02-15-2005, 12:00 AM
I was going to make it for you in Python (as a simple program to take my mind off trying to design a site), but I can't figure out how you got the details of the Chop card from the card list. Where do power, sets, cost and colour come from? Programming can do a lot of things, but mind-reading isn't one of them yet...

02-15-2005, 12:48 AM
I didn't expect anyone to do it for me, so I didn't think specific details were needed.

If you really want to:

This is a hack, to get the files into a format that another program (Apprentice 2.0) will accept.

Name should be obvious.

Color is code for the card type, mapped as such:
Maneuver = White
Action = Blue
Reversal = Red
Maneuver / Reversal = Green
Action / Reversal = Black
Maneuver / Action = Gold
Pre-match = Artifact
Mid-match = Colorless
Strike, Grapple, Submission, High Rish, and Trademark Finisher are types of Maneuvers.

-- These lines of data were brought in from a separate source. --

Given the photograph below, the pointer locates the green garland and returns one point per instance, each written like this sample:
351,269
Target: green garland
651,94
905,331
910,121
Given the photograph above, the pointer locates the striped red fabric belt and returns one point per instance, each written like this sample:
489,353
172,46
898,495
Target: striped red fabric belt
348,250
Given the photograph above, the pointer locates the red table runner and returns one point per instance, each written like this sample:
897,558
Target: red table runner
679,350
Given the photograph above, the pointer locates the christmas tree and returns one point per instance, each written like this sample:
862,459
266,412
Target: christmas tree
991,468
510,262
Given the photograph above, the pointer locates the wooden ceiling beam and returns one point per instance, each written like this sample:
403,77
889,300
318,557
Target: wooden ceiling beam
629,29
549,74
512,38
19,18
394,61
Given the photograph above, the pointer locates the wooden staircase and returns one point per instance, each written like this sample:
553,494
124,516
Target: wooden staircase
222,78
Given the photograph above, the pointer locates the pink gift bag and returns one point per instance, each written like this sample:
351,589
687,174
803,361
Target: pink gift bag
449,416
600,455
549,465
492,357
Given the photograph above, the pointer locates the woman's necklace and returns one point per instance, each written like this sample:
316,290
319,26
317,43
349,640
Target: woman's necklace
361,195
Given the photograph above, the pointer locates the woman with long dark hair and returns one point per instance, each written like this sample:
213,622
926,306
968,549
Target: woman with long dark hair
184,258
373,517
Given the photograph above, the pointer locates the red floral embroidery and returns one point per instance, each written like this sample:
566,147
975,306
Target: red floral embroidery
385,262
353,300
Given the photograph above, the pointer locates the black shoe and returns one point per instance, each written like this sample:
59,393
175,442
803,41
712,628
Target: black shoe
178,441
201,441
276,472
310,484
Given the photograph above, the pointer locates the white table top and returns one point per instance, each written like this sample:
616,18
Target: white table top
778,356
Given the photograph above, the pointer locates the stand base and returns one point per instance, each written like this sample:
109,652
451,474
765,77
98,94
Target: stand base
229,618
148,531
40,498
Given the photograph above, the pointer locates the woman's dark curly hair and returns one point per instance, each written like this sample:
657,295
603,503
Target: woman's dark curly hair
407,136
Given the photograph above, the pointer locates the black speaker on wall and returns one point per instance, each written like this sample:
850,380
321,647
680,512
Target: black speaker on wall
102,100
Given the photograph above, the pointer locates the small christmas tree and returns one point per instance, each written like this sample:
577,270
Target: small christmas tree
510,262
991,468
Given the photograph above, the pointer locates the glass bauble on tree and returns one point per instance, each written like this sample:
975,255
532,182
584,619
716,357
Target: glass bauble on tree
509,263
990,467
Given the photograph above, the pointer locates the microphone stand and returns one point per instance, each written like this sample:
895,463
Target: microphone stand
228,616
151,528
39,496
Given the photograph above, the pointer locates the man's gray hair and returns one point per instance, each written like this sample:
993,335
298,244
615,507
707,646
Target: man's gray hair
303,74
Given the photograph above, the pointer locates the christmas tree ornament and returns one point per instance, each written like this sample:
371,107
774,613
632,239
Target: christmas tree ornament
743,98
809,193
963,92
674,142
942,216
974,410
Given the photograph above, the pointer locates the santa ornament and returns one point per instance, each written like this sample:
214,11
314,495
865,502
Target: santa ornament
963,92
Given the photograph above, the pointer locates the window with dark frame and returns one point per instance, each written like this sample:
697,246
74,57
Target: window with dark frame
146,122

Cost is a code for the rarity (I just decided to change this to numbers rather than use letters).
Common = 1
Uncommon = 2
Rare = 3
Starter = 4
Ultra Rare = 5

Sets are the sets the card is in using two-letter abbreviations, comma seperated.
PR = Premiere
S1 = Survior Series One

Type should be obvious.

Power is "F/D", so 0/2 for Chop.

Text should be obvious. Everything between the type and the F/D

Flavor text (the quotes) and the set number are discarded.

02-15-2005, 01:49 AM
Ack! I just realized what a mess this would be to do! I won't do it for you simply because it's far too complex for a free script of no real personal interest to me (perhaps a little blunt, but true...), but I'll recommend Python and regular expressions (module re) for its accomplishment. Pretty much any language would do as almost all of them seem to support regular expressions these days but Python has IDLE :). See the thread "python learning" for my recommended Python IDE and some links for learning.

BTW I tried doing a multi-level regular expressions split & match two times only to realize that there was a higher level to search each time. Add this to my general dislike of string hacking, and you may be able to understand why I got too frustrated to continue coding it.

My apologies for getting your hopes up (if I did),


02-15-2005, 02:34 AM
Nah, I would've expected you to give up if I expected anything.

I'll take a look at Python. I was going to try it out a little someday anyway, since it seems like a "cool" language.

I'll have to weigh the time to learn how to code + code it + the value of learning VS the time it would take to create the files by hand.

If I could get even part of the files done by regex, it would make it less of a chore.